The A’s traded for third baseman Kevin Kouzmanoff because Eric Chavez can’t be expected to play anything close to a full season, but Chavez is comfortable with his new role as a super utility player.
“I think getting Kouzmanoff was a great move for the organization,” Chavez told the media during a session at the Oakland Coliseum West Side Club on Thursday. “Since I’ve been here, it’s always been about the team, not any one player. They needed a third baseman. I’m in the last year of my contract and I can’t play a full season any more.”
Chavez has been rehabbing after still another operation — he’s had five on his back and shoulders — and said he feels fine.
“But I felt fine at this time last year,” he cautioned. “Last year, I just worked in the gym and when I took the field, I broke down. This year, I’m going to do baseball activities before spring training, so I’ll know where I am.”
He has talked with general manager Billy Beane about his role, playing some at third and first and possibly even at shortstop; Chavez was a shortstop in high school and often takes grounders there during infield practice.
“Billy said they could rest me four to five days if that’s necessary, which was never possible in the past,” Chavez said.
He’s never played first, but manager Bob Geren scoffed at the idea Chavez would have problems there.
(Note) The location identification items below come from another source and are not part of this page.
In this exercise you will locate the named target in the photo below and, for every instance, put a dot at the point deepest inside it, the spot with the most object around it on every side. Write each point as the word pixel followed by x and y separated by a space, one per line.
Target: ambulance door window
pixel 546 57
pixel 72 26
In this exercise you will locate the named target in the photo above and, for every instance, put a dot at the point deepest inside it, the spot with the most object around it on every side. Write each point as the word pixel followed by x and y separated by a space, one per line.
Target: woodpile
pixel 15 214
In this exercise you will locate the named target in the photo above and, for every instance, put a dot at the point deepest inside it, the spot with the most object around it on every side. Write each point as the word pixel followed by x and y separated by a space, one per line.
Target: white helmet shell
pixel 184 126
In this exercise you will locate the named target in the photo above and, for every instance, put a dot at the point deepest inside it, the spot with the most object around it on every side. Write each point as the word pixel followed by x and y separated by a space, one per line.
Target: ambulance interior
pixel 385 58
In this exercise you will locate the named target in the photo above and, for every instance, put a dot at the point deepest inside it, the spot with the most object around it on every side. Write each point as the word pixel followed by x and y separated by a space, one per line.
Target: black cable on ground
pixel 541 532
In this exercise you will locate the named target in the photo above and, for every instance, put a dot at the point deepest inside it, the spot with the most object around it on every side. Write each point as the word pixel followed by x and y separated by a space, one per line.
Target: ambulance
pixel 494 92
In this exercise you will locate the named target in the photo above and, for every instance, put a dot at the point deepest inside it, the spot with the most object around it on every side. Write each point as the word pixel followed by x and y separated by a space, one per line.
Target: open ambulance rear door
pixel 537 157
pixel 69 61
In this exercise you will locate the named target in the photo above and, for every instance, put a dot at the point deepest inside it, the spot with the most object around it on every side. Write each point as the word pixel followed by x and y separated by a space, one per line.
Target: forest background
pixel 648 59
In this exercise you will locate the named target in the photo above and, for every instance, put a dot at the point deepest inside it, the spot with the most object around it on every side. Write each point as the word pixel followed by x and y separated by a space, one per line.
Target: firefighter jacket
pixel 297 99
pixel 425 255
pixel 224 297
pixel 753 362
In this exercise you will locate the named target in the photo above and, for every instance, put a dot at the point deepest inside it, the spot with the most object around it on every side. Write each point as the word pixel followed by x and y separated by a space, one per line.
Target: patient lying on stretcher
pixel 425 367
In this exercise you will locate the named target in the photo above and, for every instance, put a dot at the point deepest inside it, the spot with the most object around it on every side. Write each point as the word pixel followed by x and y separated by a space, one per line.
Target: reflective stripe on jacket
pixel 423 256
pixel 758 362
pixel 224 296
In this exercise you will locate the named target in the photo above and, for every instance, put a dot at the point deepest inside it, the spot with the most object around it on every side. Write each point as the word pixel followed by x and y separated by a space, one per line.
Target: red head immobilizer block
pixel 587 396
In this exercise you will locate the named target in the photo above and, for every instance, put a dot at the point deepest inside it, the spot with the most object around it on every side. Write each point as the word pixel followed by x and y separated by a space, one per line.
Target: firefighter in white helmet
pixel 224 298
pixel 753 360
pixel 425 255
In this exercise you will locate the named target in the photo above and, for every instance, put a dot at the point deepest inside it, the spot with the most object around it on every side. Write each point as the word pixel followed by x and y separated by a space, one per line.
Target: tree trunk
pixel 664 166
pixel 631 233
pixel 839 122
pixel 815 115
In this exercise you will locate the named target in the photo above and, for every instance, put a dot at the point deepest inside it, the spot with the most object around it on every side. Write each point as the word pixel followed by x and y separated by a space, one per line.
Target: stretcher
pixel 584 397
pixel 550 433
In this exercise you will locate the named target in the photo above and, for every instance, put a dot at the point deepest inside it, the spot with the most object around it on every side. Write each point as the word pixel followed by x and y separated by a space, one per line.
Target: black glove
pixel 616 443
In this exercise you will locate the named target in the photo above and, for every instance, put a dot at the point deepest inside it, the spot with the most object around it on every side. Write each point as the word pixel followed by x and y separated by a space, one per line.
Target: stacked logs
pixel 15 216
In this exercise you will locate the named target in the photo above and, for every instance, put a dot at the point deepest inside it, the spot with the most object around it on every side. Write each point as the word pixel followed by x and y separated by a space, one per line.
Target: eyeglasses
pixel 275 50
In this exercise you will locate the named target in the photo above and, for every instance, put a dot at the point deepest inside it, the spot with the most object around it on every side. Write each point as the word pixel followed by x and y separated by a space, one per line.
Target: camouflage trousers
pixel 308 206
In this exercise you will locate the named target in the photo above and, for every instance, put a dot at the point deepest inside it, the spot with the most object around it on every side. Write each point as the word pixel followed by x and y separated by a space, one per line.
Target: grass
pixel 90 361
“He’s a six-time Gold Glover,” Geren said. “He’ll have to work on his footwork in taking throws, but he won’t have any trouble.”
The A’s will also get another important piece back with the return of pitcher Justin Duchscherer. “I’d never have thought for a minute that Duke wouldn’t throw a pitch for us last season,” pitching coach Curt Young said.
But that’s how it worked out as Duchscherer battled first an injury and then depression. He was a free agent after the season but re-signed with the A’s.
Duchscherer brings a veteran presence to an otherwise young starting staff, and he also makes the manager’s job easier.
“He gives you a lot of quality innings and he can affect how you use your bullpen both the day before and the day after he pitches,” said Geren, referring to the fact that Duchscherer usually can be relied on to pitch seven strong innings. “If you’re debating whether to use another reliever, if you know he’s pitching the next day, you’d probably go ahead and use that reliever.”
The A’s in recent years have been known for strong pitching and defense, but the defense was below average for most of last season. That should improve this season. Kouzmanoff is a sure-handed defender at third, though not noted for his range. Mark Ellis, who missed 60 games at the start of last season, is healthy. Now if Geren can only be persuaded not to put Jack Cust in the field.
Though the A’s added some power in Kouzmanoff, who should boost his home run total some because he won’t be playing at Petco Park, they’re going to be a running team, especially with the addition of Coco Crisp to a team that already has Rajai Davis, who stole 41 bases last season.
“We started that in the second half of last season,” Geren noted. “We didn’t have a lot of power, so this was a way to score runs.”